Should only yield Nothing if
- The points are on disjoint segments of a non–path-connected space.
- Either of the points is on the boundary. Use
|-~.to deal with this.
On manifolds, the identity
p .+~^ (q.-~.p) ≡ q
should hold, at least save for floating-point precision limits etc..
.-~. and .+~^ only really work in manifolds without boundary. If you consider
the path between two points, one of which lies on the boundary, it can't really
be possible to scale this path any longer – it would have to reach “out of the
manifold”. To adress this problem, these functions basically consider only the
interior of the space.
(.-~!) :: x -> x -> Needle x infix 6 Source
Unsafe version of .-~.. If the two points lie in disjoint regions,
the behaviour is undefined.
Instances
| PseudoAffine Double Source | |
| PseudoAffine Rational Source | |
| PseudoAffine D¹ Source | |
| PseudoAffine S¹ Source | |
| PseudoAffine S⁰ Source | |
| PseudoAffine (ZeroDim k) Source | |
| (PseudoAffine a, PseudoAffine b) => PseudoAffine (a, b) Source | |
| (PseudoAffine a, PseudoAffine b, PseudoAffine c) => PseudoAffine (a, b, c) Source |
palerp :: forall x. (PseudoAffine x, VectorSpace (Needle x)) => x -> x -> Maybe (Scalar (Needle x) -> x) Source
Interpolate between points, approximately linearly. For points that aren't close neighbours (i.e. lie in an almost flat region), the pathway is basically undefined – save for its end points.
A proper, really well-defined (on global scales) interpolation
only makes sense on a Riemannian manifold, as Geodesic.

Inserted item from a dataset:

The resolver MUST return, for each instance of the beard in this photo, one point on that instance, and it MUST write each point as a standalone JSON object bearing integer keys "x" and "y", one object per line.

palerpB :: forall x. (PseudoAffine x, VectorSpace (Needle x), Scalar (Needle x) ~ ℝ) => x -> x -> Maybe (D¹ -> x) Source
Like palerp, but actually restricted to the interval between the points,
with a signature like geodesicBetween
rather than alerp.
alerpB :: forall x. (AffineSpace x, VectorSpace (Diff x), Scalar (Diff x) ~ ℝ) => x -> x -> D¹ -> x Source
Like alerp, but actually restricted to the interval between the points.